Quasi-Linear Size PCPs with Small Soundness from High-Dimensional Expanders
The theory of probabilistically checkable proofs (PCPs) shows how to encode a proof for any theorem into a format where the theorem's correctness can be verified by making only a constant number of queries to the proof. The PCP Theorem [ALMSS] is a fundamental result in computer science with far-reaching consequences in hardness of approximation, cryptography, and cloud computing.
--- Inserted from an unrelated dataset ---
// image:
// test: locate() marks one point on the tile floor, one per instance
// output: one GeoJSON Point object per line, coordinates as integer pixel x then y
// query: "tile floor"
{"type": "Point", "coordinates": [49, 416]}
A PCP has two important parameters: 1) the size of the encoding, and 2) soundness, which is the probability that the verifier accepts an incorrect proof, both of which we wish to minimize.
In 2005, Dinur gave a surprisingly elementary and purely combinatorial proof of the PCP theorem that relies only on tools such as graph expansion, while also giving the first construction of 2-query PCPs with quasi-linear size and constant soundness (close to 1). Our work improves upon Dinur's PCP and constructs 2-query, quasi-linear size PCPs with arbitrarily small constant soundness. As a direct consequence, assuming the exponential time hypothesis, we get that no approximation algorithm for 3-SAT can achieve an approximation ratio significantly better than 7/8 in time 2^{n/polylog n}.
In this talk, I will introduce PCPs and discuss the components that go into our proof. This talk is based on joint work with Dor Minzer and Nikhil Vyas, with an appendix by Zhiwei Yun. Our work builds on the recent construction of linear-size direct product testers with small soundness by independent works of Bafna, Lifshitz and Minzer, as well as, Dikstein, Dinur and Lubotzky.